Ventilation. We see the word increasingly bandied about in the form of ‘natural ventilation’, ‘green ventilation’ and ‘mechanical ventilation’, but what do these really mean? And are they really that important?
Well, yes. Our interior spaces need to be ventilated in order to expel excess carbon dioxide that we ourselves emit, as well as to remove smoke, moisture, dust, bacteria and other ‘dirty’ elements from the air inside. Air needs to be continually circulating in order for it not to become stagnant, and ventilation is the key behind these circulation processes.
While there is a differentiation between green and non-green ventilation, the more correct terminology is natural and mechanical ventilation. In understanding the difference between the two features it is possible to explore all of the different ventilation types that fall into these two categories.
Natural ventilation is the process whereby interior air is replaced by exterior air without the support of mechanical means. This in its simplest form, is achieved through opening windows, and the inclusion of vents in buildings. Natural ventilation can also be maximised through correct window orientation, which enables cross ventilation and encourages a natural airflow and exchange.

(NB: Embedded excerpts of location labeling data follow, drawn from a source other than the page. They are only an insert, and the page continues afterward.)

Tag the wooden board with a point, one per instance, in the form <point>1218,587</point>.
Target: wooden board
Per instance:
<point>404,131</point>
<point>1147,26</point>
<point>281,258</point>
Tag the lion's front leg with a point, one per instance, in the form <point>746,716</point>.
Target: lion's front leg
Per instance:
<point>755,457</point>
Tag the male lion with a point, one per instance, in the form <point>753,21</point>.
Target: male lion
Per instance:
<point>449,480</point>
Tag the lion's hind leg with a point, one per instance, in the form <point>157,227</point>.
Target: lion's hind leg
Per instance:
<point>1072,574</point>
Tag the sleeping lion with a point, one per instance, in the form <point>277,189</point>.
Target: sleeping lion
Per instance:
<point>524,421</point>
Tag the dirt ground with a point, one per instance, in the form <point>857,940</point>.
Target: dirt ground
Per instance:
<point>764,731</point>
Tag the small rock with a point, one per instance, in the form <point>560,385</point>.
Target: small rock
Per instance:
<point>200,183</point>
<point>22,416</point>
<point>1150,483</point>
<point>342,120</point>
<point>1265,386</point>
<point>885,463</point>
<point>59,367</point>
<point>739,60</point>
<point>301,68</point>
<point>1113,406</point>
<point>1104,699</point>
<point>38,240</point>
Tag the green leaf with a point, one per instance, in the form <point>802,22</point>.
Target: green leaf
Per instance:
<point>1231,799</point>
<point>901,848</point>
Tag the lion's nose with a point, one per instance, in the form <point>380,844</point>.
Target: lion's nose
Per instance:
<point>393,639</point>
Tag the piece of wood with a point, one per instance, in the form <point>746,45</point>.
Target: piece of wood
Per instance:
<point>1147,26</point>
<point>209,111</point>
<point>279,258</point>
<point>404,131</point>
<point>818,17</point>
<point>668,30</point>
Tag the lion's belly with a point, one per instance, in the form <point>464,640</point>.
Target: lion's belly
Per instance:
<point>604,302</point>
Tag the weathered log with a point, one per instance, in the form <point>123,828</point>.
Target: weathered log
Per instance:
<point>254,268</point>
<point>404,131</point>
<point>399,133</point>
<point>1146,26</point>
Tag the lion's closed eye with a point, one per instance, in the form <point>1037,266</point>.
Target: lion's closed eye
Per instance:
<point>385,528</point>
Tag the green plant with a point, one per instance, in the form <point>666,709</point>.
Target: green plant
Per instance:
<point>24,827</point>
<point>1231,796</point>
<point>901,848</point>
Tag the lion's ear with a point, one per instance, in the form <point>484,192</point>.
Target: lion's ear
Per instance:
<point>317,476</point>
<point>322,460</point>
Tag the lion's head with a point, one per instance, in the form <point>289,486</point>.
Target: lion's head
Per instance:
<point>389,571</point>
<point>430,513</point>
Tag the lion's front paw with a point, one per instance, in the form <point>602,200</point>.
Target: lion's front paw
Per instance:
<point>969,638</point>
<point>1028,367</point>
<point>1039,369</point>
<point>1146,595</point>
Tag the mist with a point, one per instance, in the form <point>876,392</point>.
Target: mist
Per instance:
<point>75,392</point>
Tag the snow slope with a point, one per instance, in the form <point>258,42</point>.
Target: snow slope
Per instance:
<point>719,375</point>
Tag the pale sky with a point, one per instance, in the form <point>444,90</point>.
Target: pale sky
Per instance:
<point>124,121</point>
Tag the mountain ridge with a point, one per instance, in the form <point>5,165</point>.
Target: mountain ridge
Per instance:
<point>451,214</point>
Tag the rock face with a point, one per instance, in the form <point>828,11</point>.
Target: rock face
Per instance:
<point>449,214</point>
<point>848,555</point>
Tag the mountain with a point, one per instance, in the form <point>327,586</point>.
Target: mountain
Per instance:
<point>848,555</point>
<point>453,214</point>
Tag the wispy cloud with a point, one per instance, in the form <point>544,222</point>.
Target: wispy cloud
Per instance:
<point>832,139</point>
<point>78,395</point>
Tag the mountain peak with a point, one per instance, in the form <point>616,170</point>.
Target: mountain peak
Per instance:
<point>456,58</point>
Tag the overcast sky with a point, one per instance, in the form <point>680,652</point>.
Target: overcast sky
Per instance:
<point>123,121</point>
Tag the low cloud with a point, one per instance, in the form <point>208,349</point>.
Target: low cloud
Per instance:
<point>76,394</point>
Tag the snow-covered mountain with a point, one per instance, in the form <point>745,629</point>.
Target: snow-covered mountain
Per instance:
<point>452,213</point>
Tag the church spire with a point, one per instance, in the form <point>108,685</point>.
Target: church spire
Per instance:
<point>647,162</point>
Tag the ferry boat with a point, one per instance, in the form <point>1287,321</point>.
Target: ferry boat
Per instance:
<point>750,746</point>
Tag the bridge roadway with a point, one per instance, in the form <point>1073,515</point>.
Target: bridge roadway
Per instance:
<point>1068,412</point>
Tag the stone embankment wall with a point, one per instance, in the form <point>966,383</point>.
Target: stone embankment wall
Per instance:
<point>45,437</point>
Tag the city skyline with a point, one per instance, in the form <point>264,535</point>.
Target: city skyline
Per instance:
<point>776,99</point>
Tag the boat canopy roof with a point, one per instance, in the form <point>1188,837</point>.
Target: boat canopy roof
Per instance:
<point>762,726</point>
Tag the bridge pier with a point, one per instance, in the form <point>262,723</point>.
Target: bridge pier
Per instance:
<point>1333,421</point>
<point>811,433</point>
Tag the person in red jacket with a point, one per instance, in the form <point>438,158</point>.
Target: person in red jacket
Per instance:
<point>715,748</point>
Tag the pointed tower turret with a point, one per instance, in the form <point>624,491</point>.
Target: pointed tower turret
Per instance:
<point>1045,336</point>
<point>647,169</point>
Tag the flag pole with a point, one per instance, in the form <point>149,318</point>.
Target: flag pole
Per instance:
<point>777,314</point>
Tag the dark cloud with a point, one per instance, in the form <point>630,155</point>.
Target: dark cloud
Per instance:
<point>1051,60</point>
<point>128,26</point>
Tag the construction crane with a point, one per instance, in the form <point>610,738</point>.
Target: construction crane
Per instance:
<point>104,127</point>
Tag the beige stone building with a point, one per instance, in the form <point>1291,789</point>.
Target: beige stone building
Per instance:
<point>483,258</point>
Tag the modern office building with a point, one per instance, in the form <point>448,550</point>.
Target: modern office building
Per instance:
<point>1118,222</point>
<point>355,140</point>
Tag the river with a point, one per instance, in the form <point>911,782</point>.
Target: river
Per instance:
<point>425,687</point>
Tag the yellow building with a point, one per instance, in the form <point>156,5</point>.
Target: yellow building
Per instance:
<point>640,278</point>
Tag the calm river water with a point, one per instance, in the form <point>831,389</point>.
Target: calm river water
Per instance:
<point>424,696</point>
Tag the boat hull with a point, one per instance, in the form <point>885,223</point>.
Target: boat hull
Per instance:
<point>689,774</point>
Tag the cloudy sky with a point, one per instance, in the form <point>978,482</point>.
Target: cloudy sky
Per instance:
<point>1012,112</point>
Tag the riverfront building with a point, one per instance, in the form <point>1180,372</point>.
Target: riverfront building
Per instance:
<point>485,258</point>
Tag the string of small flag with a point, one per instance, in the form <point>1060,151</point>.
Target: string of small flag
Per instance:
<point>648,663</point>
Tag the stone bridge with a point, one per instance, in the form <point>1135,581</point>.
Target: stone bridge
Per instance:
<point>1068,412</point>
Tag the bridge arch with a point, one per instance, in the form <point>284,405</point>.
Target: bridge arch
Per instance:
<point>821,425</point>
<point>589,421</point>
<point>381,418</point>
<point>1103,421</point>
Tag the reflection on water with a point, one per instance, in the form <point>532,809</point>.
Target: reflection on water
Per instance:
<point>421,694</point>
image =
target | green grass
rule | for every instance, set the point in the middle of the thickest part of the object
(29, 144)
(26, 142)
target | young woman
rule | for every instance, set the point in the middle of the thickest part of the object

Mechanical ventilation is the process of cooling and circulating interior air by a non-natural or ‘forced’ means. These include fans, air filters, air conditioners, which are ventilation technologies that enable interior/exterior air exchange. While these technologies may seem more efficient than natural ventilation, oftentimes they can in fact be overkill, with associated carbon emissions and energy costs making them an incredibly unattractive ventilation choice in this current green building era.
As the title would suggest, hybrid ventilation means are a mix of both mechanical and natural ventilation means. In some cases natural ventilation is in fact not the most successful way to promote airflow (for example in basements the use of operable windows can create moisture issues in the rest of the building) and the use of coexisting, linked ventilation processes is necessary.
However, the hoopla surrounding natural ventilation in the green building sector is often misleading. When a building is cited as using ‘natural ventilation’ and even in some cases ‘green ventilation’, this could be as simple as the inclusion of a window that opens.
It is important to remember that while a building’s green or even sustainability status strongly relies on efficient and eco-friendly ventilation, these ventilation types alone do not simply make a building green or sustainable.
In truly understanding these processes and building features it is possible to discriminate between truly eco-friendly and energy efficient buildings and those that simply sound as though they may be.